Guarda esta página en marcadores para consultarla en cualquier momento.
⬇️ Descargar esta checklist en PDFPreguntas frecuentes
¿Compensa cambiar la cocina entera o solo los frentes y la encimera?
Si los muebles están sanos y las medidas son correctas, cambiar frentes, encimera y grifería suele resolver el aspecto por bastante menos. Si hay muebles hinchados por humedad, herrajes rotos o una distribución que no funciona, sale mejor la cocina completa, con horquilla orientativa desde 3.200 €.

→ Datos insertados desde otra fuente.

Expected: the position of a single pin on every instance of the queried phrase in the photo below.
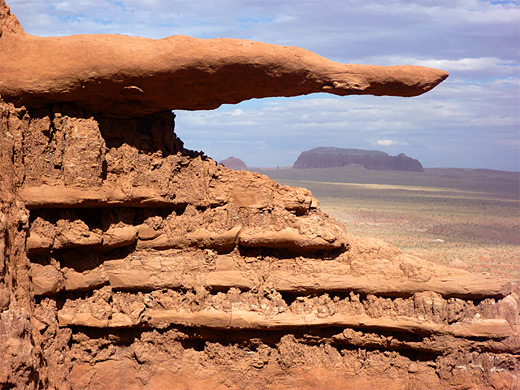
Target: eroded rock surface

¿Alquilar amueblado o vacío?
Depende del tipo de inquilino de la zona, y los muebles no son obra: son un gasto aparte con su propio ciclo de reposición. Si amueblas, hazlo con piezas sencillas y reponibles; si no, asegúrate al menos de que cocina, iluminación y armarios empotrados están resueltos.

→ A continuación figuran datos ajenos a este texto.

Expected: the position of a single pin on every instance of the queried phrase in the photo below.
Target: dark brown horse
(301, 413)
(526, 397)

¿Laminado o porcelánico para un piso de alquiler?
Los dos funcionan. El porcelánico aguanta más y es más fácil de limpiar, pero implica picar o recrecer y es más caro de instalar. El laminado de alta resistencia al tránsito se pone más rápido, cuesta menos y permite sustituir zonas dañadas. En un lavado de cara suele ganar el laminado; en una integral con picado, el porcelánico.
¿Cuánto se tarda en dejar un piso listo para alquilar?
Un lavado de cara con pintura y pequeños arreglos puede resolverse en una o dos semanas orientativas. Un baño se mueve en 2 – 4 semanas de obra y una integral en 8 – 14 semanas, a lo que hay que sumar decisiones, trámites y plazos de fabricación.
¿Puedo esperar recuperar la inversión de la reforma?
No damos porcentajes: dependen de la zona, del estado de partida y del mercado en cada momento, y desconfía de quien te dé una cifra sin haber visto el piso. Lo que sí es previsible es el efecto operativo: una vivienda con instalaciones sanas y acabados resistentes genera menos incidencias y menos reparaciones entre inquilinos.
¿Necesito licencia para una reforma de este tipo?
Depende del alcance y, sobre todo, del municipio. Un lavado de cara suele resolverse con el trámite más sencillo, mientras que tocar distribución, fachada o instalaciones comunes puede exigir el trámite mayor. Las licencias, tasas y ordenanzas varían por municipio: consúltalo en tu ayuntamiento antes de empezar.